Museum specimens serve as the bedrock of systematic and taxonomic research and provide the basis for repeatability or reinterpretation of preserved aspects of phenotypes. Specimens are also fundamental to fields such as ecology, behavior, and development. Each specimen is a record of biodiversity and documents a particular species present at a particular place at a particular time. As such, specimens can provide key evidence for biodiversity and conservation initiatives. Four aspects of natural history collections and their use are discussed here: 1) collection, curation, and use of specimens, particularly non-traditional specimens; 2) the use of specimens and technological advances in morphology, ontogeny, systematics, and taxonomy; 3) specimen use in other fields of biology and ecology; and 4) specimen use in education and outreach.
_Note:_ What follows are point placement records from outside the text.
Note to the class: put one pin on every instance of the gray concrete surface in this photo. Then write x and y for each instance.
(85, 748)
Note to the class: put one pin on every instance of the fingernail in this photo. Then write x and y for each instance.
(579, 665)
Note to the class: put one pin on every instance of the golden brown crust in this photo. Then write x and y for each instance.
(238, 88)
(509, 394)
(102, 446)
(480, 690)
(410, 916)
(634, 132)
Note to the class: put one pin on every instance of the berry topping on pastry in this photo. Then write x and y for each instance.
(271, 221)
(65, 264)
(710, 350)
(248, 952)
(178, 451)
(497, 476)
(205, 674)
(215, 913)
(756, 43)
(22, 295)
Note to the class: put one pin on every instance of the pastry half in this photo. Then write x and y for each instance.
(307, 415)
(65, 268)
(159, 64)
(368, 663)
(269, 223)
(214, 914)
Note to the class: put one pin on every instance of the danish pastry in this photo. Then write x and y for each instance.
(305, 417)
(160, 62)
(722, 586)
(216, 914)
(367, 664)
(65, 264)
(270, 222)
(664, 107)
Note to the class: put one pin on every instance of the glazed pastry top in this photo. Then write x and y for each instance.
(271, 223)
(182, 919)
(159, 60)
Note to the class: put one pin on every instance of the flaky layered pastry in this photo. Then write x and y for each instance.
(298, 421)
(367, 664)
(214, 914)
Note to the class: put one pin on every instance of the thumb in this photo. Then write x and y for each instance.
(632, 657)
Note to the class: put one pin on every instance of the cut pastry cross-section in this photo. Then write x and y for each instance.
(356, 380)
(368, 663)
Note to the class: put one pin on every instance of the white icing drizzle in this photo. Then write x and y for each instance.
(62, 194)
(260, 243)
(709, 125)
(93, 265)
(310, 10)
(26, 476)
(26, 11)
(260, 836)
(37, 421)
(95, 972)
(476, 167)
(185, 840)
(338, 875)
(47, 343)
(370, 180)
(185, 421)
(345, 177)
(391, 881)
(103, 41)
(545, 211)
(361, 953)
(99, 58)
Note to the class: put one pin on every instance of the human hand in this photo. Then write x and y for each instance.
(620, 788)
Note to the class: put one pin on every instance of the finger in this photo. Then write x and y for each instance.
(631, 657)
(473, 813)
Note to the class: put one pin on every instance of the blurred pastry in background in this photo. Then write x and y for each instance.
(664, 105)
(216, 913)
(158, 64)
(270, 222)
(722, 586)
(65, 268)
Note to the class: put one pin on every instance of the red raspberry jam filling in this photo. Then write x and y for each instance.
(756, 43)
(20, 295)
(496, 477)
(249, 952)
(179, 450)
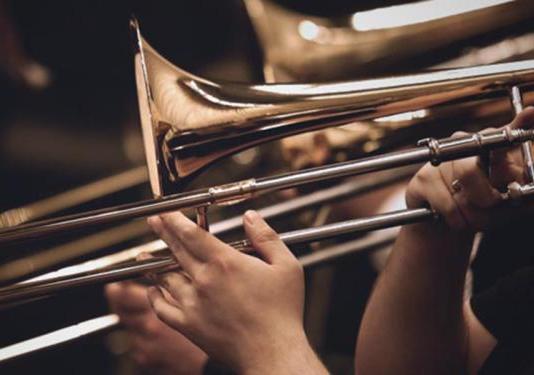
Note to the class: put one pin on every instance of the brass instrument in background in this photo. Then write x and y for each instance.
(189, 122)
(309, 48)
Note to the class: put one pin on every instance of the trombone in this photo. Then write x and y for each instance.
(242, 116)
(189, 122)
(308, 47)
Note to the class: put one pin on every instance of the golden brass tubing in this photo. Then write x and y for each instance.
(373, 241)
(44, 259)
(431, 150)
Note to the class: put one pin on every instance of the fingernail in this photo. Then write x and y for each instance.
(251, 216)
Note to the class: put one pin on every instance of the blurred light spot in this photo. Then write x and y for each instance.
(58, 337)
(246, 157)
(406, 116)
(423, 11)
(308, 30)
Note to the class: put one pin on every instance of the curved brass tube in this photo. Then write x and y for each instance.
(305, 47)
(189, 122)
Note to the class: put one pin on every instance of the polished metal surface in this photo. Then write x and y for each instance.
(432, 150)
(28, 290)
(189, 122)
(298, 46)
(48, 258)
(373, 241)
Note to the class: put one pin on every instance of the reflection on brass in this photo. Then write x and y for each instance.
(368, 243)
(301, 47)
(428, 150)
(188, 122)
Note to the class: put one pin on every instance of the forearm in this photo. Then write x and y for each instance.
(294, 356)
(414, 318)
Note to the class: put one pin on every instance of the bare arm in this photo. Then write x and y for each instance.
(415, 319)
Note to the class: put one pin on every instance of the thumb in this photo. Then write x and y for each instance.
(264, 239)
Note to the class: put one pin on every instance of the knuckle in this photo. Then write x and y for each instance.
(204, 279)
(189, 233)
(268, 235)
(295, 267)
(150, 327)
(221, 263)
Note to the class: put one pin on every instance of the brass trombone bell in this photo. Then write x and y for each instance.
(189, 122)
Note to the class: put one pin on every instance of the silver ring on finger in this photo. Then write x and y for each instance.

Collections, and their vitality, depend on both their continued roles in traditionally supported fields (e.g., taxonomy) as well as emerging arenas (e.g., epidemiology). Just as a library that ceases buying books becomes obsolete, or at least has diminished relevance, a natural history collection that does not continue to grow by adding new specimens ultimately will limit its utility. We discuss these roles of specimens and speak directly to the need to increase the visibility of the inherent value of natural history collections and the care of the specimens they protect for future generations.

Highlights

  • Museum specimens serve as the bedrock of systematic and taxonomic research and provide the basis for repeatability or reinterpretation of preserved aspects of phenotypes

  • Such cabinets continued to be in vogue throughout the 18th century (Farber, 1982), and as an offshoot to this competitive assembly of collections, the efforts to catalog and classify specimens held in such collections directly led to advances in taxonomy and biology (e.g., Linnaeus’s and Artedi’s development of binomial nomenclature)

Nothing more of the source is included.